Cuando me levanté hoy, fui para la cocina a prepararme un licuado de banana, como todos los miércoles. No me gusta comer nada sólido con el desayuno. En realidad, los miércoles a la mañana sólo me gusta comer banana, pero licuada. Tomé una de la frutera, la pelé y la apoyé sobre la mesada de mármol, para cortarla. Justo ahí sentí algo, pero ahora en el dedo índice. En el dedo índice de la mano izquierda. Esta vez no era un cosquilleo. No podía mantenerlo firme sobre el cuchillo. Se me resbalaba, como si lo hubiera apoyado sobre manteca blanda. De golpe, noté que mi dedo tenía la consistencia de una ameba. Intuí que la falange se habría pulverizado. Mientras maldecía a la banana, tomé el cuchillo con la otra mano. (Soy zurdo). La corté apenas en dos y la tiré adentro de la licuadora. Le agregué leche descremada. Mi dedo índice seguía paralizado y gelatinoso.  No podía moverlo pero sí podía sentirlo y ver cómo apuntaba involuntariamente hacia el piso.

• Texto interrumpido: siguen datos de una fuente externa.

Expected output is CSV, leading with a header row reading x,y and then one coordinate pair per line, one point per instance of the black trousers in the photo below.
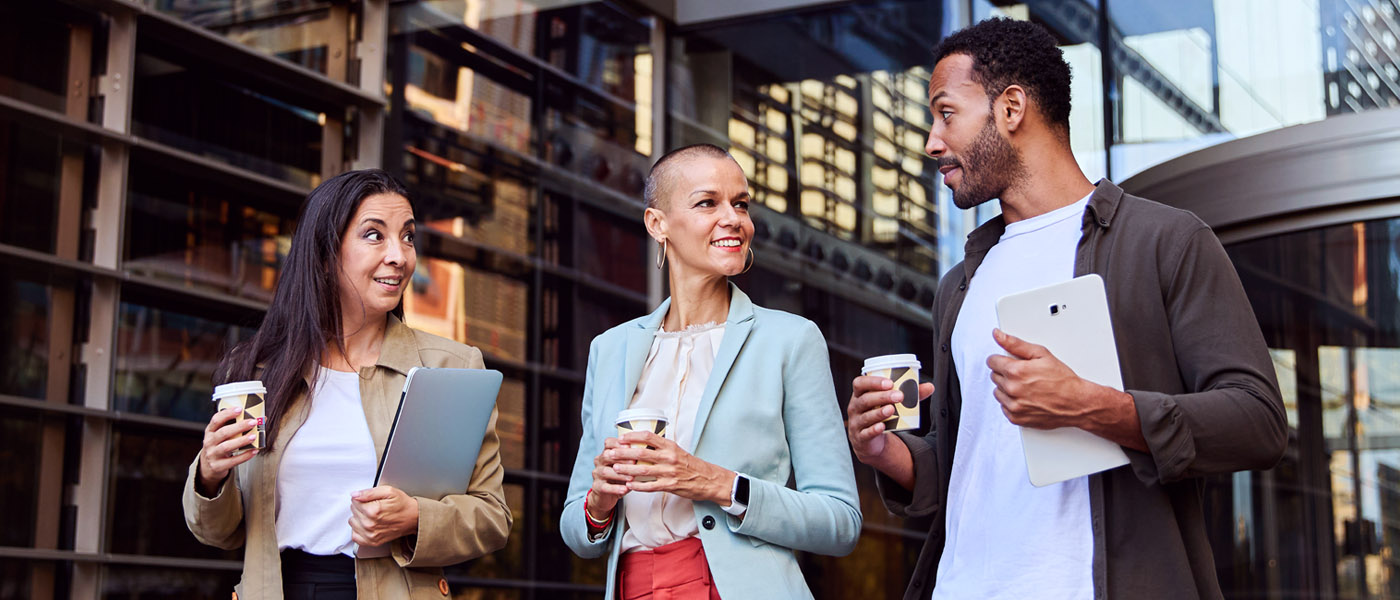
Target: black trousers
x,y
310,576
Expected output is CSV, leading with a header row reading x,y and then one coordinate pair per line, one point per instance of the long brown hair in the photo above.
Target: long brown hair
x,y
304,316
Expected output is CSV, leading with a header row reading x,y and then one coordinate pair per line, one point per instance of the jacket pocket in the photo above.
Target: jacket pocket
x,y
426,583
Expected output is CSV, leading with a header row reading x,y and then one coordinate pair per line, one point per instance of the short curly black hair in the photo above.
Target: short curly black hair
x,y
1007,52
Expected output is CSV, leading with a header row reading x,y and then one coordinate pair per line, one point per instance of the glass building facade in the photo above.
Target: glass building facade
x,y
154,153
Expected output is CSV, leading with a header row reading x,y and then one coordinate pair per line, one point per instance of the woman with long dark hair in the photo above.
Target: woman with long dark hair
x,y
333,353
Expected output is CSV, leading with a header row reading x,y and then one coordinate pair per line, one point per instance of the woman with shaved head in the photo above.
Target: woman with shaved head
x,y
704,511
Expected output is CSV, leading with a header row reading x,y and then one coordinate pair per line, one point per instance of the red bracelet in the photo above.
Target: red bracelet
x,y
592,522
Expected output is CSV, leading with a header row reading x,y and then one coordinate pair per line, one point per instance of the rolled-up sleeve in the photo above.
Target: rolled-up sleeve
x,y
573,526
216,520
1232,418
923,500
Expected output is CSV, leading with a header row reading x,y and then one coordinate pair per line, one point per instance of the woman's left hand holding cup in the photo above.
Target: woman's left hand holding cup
x,y
381,515
675,470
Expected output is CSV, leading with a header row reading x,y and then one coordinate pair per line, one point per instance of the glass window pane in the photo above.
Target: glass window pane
x,y
125,582
31,175
24,322
616,249
307,32
1327,301
184,104
149,467
188,231
165,358
34,52
20,448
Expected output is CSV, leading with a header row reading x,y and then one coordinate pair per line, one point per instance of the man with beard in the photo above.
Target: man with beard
x,y
1201,397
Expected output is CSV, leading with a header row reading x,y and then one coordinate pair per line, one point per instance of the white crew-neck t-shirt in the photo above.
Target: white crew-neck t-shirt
x,y
1005,537
329,458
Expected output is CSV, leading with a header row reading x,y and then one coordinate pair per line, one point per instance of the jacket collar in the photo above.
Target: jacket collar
x,y
1103,207
399,350
401,347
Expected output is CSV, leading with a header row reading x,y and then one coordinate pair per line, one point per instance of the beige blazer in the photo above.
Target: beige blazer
x,y
452,529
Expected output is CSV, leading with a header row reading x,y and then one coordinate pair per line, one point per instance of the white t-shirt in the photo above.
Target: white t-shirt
x,y
1005,537
329,458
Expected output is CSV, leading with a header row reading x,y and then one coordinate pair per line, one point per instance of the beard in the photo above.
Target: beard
x,y
993,162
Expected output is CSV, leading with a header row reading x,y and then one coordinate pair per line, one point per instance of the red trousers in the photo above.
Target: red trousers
x,y
676,571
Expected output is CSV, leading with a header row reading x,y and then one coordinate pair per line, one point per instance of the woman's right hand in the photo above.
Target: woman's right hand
x,y
223,438
609,486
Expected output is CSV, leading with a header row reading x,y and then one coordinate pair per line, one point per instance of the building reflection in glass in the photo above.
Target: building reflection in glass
x,y
1329,302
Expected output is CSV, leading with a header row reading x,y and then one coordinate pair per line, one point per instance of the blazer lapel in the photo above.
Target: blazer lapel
x,y
639,344
735,333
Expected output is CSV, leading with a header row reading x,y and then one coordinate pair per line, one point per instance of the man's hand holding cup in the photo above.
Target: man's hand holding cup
x,y
884,399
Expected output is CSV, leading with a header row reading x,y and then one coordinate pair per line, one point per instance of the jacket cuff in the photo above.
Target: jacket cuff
x,y
1172,446
923,500
431,518
223,512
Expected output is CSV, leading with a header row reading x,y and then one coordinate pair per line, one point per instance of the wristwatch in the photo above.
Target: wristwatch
x,y
738,495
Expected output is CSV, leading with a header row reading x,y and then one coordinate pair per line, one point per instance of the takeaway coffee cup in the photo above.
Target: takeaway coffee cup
x,y
653,420
903,371
248,397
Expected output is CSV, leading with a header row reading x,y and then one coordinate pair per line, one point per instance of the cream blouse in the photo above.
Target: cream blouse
x,y
674,379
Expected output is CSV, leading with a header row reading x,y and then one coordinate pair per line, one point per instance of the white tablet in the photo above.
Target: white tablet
x,y
438,430
1071,320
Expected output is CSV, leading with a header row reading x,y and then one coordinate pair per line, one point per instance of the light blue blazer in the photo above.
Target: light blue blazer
x,y
769,411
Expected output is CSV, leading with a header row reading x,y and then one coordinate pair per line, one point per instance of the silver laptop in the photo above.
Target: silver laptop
x,y
1071,320
438,430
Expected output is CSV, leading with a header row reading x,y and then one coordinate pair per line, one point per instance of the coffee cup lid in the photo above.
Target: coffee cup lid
x,y
240,389
891,361
639,414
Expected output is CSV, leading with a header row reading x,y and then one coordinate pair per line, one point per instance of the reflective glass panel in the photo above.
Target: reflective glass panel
x,y
185,104
165,358
1329,304
147,479
24,322
202,235
311,34
125,582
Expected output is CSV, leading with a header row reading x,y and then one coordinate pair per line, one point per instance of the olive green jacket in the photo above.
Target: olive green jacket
x,y
452,529
1196,365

Gracias a Dios no era el dedo medio. Ese es el que uso para contar los billetes. Lo mojo en la almohadilla y soy capaz de contar doscientos por minuto. Llegué a ganarme un premio en el campeonato de contar billetes que hizo recursos humanos hace nueve años. Por suerte el dedo del medio de mi mano izquierda seguía intacto. De solo pensar que podría llegar a perderlo, comencé a sentir pánico y un terrible dolor de estómago, que no me dejó terminar el licuado. Tiré el fondo que quedaba en el vaso al tacho de basura. Junto con los restos del licuado, debe haberse caído también mi dedo índice. Yo agradezco no haber sentido nada. Como no parecía prudente buscarlo entre toda la basura, traté de olvidarlo y ahí debe haber quedado. Entre la basura.

Creí que se me hacía tarde para ir al trabajo y miré la hora en mi reloj. Recién eran las seis, por lo que me tomé mi tiempo. Abrí el placard con cierta dificultad y descolgué una camisa celeste y el traje azul. Decidí que no llevaría corbata. No estaba de humor para corbata.  Sí quería darme el gusto y ponerme los gemelos de nácar que también había heredado de tío Jacobo, así que los saqué de la cajita de plata. Mientras pasaba uno por el ojal de la manga derecha, mi pulgar comenzó a latir. Latía como si toda la sangre del cuerpo se hubiera de pronto acumulado en la punta de ese dedo gordo, gordísimo. Tuve que soltar la manga de la camisa y el gemelo se cayó al piso. Lo levanté y me propuse contener el alarido que habría pegado en otro momento.

Mi mano, lo que quedaba de mi mano, estaba morada, hinchada, parecía quemada. Mi pulgar se había transformado en una criatura monstruosa, que casi superaba el tamaño de mi cabeza. En el momento en que me senté sobre la cama, el dedo empezó a resquebrajarse. Esperé pacientemente unos diez minutos, hasta que se desinfló por completo. Una vez que quedó consumido y todo arrugado, bastó un leve tirón para deprenderlo. Me dio pena, y lo dejé en la cajita de plata, junto con los gemelos.

Al final, me quedé un rato tirado arriba de la cama, a medio vestir. Contemplando mi mano por última vez. Ya no la reconocía como mía, salvo por el reloj de tío Jacobo, que brillaba y brillaba. Y brillaba. Pensé en muchas cosas. Y pensé en tío Jacobo. Tuve el impulso de desajustar un poco la malla del reloj. Pero me arrepentí. Me di cuenta de que, en esas circunstancias, era mejor llamar al banco para avisar que no me esperaran.